In a carbon nanotube field-effect transistor (CNTFET), the conduction channel is made from carbon nanotubes, rather than from doped silicon. In theory, CNTFETs are more efficient than silicon FETs: CNFETs require less energy to turn them on and off, and the slope between on/off states is steeper. These factors contribute to an energy–delay product (an energy efficiency metric) that is an order of magnitude better than with silicon-based transistors. Moreover, carbon is an excellent conductor of heat, and carbon-based transistors can therefore dissipate heat much faster than silicon-based ones. This factor, combined with better heat tolerance, could theoretically allow carbon nanotube transistors to be packed more densely together, which in turn could reduce material and electrical losses.

These characteristics suggest that carbon nanotubes are a potential substitute for silicon with regards to CNTFETs and logic circuits. But CNTFETs cannot (yet) be mass manufactured, and therefore carbon nanotube processors cannot either, and both are currently limited to research facilities where they are manually assembled. The first carbon nanotube computer was built in 2013 by Max Shulaker and coworkers at Stanford University. This one-bit processor, named Cedric, ran at 1 KHz and contained just 178 transistors. Since then, many research teams have built increasingly complex processors with CNTFETs. In 2019, a team of engineers from the Massachusetts Institute of Technology and Analog Devices created a programmable 16-bit, ~15,000-transistor processor called the RV16X-NANO.

== Major milestones ==
=== Cedric ===
Carbon nanotubes are difficult to position accurately on a substrate, but in 2012 IBM researchers discovered that carbon nanotubes could be made to chemically self-assemble themselves into patterned arrays in which the nanotubes stick in some areas of the surface while leaving other areas untouched.

In 2013, a team of researchers at Stanford University refined the technique discovered at IBM such that misaligned nanotubes could be destroyed on the wafer, leaving only the aligned ones intact. To destroy the misaligned nanotubes, the researchers subjected them to high voltage, which vaporized them. The researchers used the same method to eliminate transistors in which the carbon nanotubes were unswitchable conductors (thus nicknamed "metallic" nanotubes).
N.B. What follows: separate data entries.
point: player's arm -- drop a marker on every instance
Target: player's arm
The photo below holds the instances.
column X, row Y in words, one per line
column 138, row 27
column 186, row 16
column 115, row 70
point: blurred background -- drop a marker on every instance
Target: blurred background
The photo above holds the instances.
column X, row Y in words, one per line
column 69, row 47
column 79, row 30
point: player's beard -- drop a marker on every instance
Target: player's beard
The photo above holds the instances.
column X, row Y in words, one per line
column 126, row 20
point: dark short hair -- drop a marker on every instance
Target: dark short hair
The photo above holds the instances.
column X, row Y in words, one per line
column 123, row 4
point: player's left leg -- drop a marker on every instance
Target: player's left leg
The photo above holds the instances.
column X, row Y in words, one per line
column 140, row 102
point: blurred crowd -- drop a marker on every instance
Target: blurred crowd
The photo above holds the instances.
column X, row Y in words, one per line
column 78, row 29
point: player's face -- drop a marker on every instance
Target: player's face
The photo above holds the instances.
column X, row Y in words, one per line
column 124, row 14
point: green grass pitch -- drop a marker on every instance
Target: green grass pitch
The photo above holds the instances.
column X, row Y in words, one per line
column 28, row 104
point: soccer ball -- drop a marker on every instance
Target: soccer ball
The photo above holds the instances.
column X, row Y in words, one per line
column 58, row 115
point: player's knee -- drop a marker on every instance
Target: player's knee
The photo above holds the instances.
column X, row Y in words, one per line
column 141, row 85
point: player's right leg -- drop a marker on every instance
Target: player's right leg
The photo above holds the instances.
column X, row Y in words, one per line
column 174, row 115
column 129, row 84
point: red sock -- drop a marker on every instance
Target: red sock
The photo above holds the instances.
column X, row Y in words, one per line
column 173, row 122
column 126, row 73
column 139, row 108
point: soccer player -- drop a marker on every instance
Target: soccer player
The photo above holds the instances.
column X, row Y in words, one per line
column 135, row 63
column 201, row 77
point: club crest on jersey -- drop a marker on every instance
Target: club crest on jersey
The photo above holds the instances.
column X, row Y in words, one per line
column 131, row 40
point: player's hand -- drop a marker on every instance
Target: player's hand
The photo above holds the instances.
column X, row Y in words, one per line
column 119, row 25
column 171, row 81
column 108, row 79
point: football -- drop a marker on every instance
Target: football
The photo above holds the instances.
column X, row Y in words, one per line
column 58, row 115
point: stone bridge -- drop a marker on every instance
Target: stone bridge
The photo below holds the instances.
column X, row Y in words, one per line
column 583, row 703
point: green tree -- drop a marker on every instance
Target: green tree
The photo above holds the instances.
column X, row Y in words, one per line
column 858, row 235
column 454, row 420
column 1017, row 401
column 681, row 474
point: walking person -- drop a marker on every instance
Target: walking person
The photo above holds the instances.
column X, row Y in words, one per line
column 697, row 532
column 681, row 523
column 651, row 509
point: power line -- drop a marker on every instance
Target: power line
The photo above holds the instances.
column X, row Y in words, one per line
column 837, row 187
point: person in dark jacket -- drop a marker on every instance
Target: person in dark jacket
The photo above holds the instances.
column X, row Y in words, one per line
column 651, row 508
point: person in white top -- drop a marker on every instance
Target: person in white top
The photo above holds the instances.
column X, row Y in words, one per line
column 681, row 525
The researchers applied these refinements to a wafer with 197 8-micrometer (8,000 nanometer) carbon nanotube based transistors on a silicon oxide substrate, leaving 178 usable transistors. With these, the researchers created a one-bit, single-instruction, Turing-complete processor. Named 'Cedric', the only operation the computer could perform was SUBNEG, short for "subtract and branch if negative". With SUBNEG, Cedric could count and sort integers, and could switch between sorting and counting modes.

===RV16XNano===
In 2019, a team at the Massachusetts Institute of Technology in cooperation with engineers from Analog Devices created a 16-bit programmable processor with nearly 15,000 carbon nanotube transistors. Called RV16XNano, the processor implemented a significant portion of the 32-bit RISC-V instruction set and was able to execute a "Hello, World!" program that said "Hello, world! I am RV16XNano, made from CNTs".